Complete step by step answer:
The photoelectric effect is described as the emission of electrons when electromagnetic radiation such as light hits a metal surface material. Electrons emitted during this process are called Photoelectrons. We can say that in photoelectric effect, electrically charged particles, such as electrons, are released from or within a material when it absorbs electromagnetic radiation. This process is described as the ejection of electrons from a metal surface plate when light falls on it.

Terms related to photoelectric effect:
Energy of the incident light,$E$
Work function of the metal, ${\varphi }_o$
Kinetic energy of photons, $K.E$
Equation of photoelectric effect:
$E={\varphi }_o+K.E$
$h\upsilon =h{\upsilon }_o+{\displaystyle \frac{1}{2}}m{v}^2$
Let $x$ be the maximum number of photoelectrons emitted.
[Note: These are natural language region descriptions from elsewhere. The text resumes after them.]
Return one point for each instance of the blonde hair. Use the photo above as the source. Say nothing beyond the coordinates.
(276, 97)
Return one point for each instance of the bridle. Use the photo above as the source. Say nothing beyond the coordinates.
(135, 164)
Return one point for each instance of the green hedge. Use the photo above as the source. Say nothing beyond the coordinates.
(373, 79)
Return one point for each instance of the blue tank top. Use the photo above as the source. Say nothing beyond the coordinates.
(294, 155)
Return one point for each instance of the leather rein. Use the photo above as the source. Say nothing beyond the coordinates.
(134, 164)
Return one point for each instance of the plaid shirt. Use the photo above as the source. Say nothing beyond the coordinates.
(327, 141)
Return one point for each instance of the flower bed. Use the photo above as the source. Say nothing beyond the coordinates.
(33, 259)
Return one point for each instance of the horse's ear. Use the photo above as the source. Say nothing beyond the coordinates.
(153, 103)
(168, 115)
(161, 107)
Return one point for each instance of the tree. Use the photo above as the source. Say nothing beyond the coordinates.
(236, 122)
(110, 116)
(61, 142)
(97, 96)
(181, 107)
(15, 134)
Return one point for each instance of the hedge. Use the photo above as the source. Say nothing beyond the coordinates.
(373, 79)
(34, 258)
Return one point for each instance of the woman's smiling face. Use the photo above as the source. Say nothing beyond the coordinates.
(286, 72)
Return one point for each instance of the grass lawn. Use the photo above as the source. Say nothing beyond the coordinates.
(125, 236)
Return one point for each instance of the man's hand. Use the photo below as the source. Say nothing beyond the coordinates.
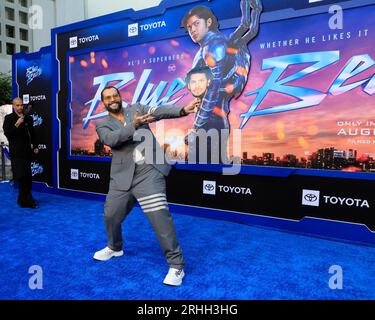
(19, 121)
(192, 106)
(140, 120)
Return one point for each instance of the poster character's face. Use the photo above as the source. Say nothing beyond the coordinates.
(198, 28)
(18, 106)
(198, 84)
(112, 100)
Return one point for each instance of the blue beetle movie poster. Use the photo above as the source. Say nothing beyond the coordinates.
(300, 93)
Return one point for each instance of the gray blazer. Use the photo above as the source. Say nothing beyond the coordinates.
(119, 137)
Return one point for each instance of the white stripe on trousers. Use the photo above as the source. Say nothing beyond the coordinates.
(149, 206)
(152, 196)
(156, 209)
(153, 200)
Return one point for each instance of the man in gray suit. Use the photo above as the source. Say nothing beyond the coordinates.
(131, 181)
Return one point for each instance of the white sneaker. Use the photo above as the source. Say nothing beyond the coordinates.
(106, 254)
(174, 277)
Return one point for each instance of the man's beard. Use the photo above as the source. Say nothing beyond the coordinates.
(114, 110)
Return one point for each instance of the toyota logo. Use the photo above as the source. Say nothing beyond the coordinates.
(310, 197)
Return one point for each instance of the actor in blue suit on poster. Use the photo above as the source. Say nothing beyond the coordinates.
(228, 59)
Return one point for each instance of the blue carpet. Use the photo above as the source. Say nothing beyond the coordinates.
(224, 260)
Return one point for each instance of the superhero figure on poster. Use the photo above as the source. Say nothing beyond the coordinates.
(228, 59)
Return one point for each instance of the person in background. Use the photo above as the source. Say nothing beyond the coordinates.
(18, 128)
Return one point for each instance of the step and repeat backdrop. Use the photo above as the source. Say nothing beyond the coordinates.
(296, 91)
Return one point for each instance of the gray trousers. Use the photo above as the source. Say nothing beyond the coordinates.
(148, 188)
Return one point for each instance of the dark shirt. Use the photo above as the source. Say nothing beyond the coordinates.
(21, 138)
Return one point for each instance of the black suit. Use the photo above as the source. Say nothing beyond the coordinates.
(20, 139)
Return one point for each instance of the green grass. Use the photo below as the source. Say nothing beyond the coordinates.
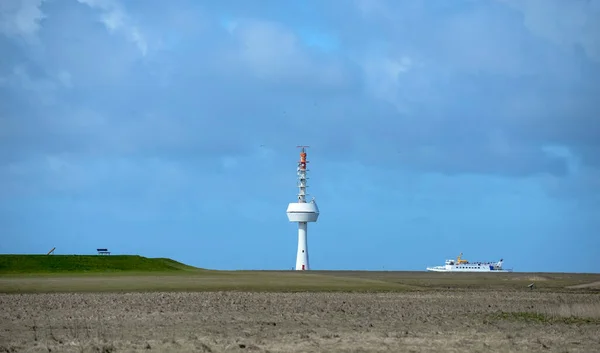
(71, 264)
(93, 273)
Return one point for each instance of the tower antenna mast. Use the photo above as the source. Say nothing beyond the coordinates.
(302, 212)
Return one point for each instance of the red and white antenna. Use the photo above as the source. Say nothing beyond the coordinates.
(302, 212)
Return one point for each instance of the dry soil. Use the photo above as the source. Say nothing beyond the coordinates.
(300, 322)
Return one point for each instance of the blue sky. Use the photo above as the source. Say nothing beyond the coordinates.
(436, 127)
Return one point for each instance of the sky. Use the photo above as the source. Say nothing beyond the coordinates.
(169, 129)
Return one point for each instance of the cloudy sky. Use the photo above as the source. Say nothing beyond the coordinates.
(169, 129)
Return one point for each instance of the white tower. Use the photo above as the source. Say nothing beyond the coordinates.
(302, 212)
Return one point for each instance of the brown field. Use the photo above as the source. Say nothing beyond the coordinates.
(324, 312)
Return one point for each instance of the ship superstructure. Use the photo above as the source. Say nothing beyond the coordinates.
(462, 265)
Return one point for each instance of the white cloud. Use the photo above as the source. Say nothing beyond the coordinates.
(115, 19)
(566, 23)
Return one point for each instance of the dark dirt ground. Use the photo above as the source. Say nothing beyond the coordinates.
(436, 321)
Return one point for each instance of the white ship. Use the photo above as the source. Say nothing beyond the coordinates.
(462, 265)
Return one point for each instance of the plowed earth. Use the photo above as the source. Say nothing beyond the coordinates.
(450, 321)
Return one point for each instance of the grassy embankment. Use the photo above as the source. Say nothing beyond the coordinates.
(93, 273)
(76, 273)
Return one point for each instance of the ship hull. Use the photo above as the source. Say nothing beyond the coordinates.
(481, 269)
(437, 269)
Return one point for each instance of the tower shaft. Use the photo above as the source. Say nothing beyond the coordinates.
(302, 212)
(302, 256)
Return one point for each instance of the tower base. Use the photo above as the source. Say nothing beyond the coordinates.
(302, 255)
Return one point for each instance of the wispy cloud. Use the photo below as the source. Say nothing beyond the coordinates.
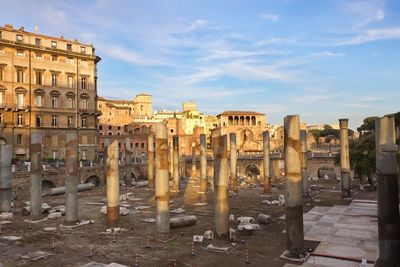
(327, 54)
(274, 41)
(365, 12)
(371, 36)
(129, 56)
(270, 17)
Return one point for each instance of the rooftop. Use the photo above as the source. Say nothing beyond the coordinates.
(240, 112)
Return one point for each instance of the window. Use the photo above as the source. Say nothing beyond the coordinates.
(70, 121)
(54, 154)
(38, 100)
(54, 79)
(54, 121)
(19, 139)
(84, 122)
(84, 104)
(84, 83)
(38, 120)
(20, 76)
(19, 120)
(70, 81)
(54, 101)
(83, 63)
(70, 102)
(39, 77)
(70, 60)
(20, 100)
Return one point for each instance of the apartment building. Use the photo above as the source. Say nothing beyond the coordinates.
(47, 85)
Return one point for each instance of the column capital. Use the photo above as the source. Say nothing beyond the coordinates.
(343, 123)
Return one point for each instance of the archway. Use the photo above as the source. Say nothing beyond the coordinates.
(252, 171)
(94, 179)
(47, 185)
(326, 171)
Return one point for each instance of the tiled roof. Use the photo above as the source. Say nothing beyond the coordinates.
(240, 112)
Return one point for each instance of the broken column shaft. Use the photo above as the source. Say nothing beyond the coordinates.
(387, 192)
(162, 180)
(221, 169)
(304, 175)
(233, 162)
(203, 163)
(175, 155)
(150, 161)
(71, 177)
(5, 178)
(344, 157)
(266, 161)
(128, 161)
(293, 197)
(36, 174)
(113, 184)
(194, 169)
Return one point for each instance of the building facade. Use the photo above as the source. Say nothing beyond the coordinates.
(47, 85)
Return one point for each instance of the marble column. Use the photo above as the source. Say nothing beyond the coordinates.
(387, 192)
(162, 180)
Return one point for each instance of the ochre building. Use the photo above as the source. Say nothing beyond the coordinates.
(47, 85)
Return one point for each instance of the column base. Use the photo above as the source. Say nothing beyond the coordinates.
(287, 256)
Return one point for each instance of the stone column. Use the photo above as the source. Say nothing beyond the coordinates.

The potential $V$ of the sphere can be calculated as,
$V={\displaystyle \frac{kq}{R}}$
Where,
$k$ is the Coulomb’s law constant
$q$ is the charge acquired by the particle
$R$ is the radius of the body
Putting values of $k,q$ and $R$, we get,
$V={\displaystyle \frac{9\times {10}^9\times x\times 1.6\times {10}^{-19}}{{10}^{-2}}}$
$V=x\times 14.4\times {10}^{-8}$
Energy of photons is given by,
$U=eV$
$U=x\times 14.4\times {10}^{-8}\times 1.6\times {10}^{-19}$
$U=x\times 23.04\times {10}^{-27}$
From conservation of energy, we have,
$U={\displaystyle \frac{hc}{\lambda }}-\varphi$
Where,
$U$ is the kinetic energy of emitted photons
${\displaystyle \frac{hc}{\lambda }}$ is the energy of the incident light
$\varphi$ is the work function of the metal surface
Putting all the values,
$$x\times 23.04\times {10}^{-27}={\displaystyle \frac{2\times {10}^{-25}}{200\times {10}^{-9}}}-4.7\times 1.6\times {10}^{-19}$$
$x={\displaystyle \frac{{10}^{-18}-7.52\times {10}^{-19}}{2}}$
$x=1.076\times {10}^7$
Number of photoelectrons emitted $=1.076\times {10}^7$
Comparing with the given expression,
$A\times {10}^z$$=1.076\times {10}^7$
Therefore,
$z=7$

Note: Light waves of any frequency cannot cause photoelectrons to be emitted. Light below a certain cut off frequency will cause the photoelectric effect. For light above the cut off voltage; the more intense the light, the higher kinetic energy the emitted photons would have. For a constant value of intensity of light, the number of photons emitted is inversely proportional to the frequency of incident light.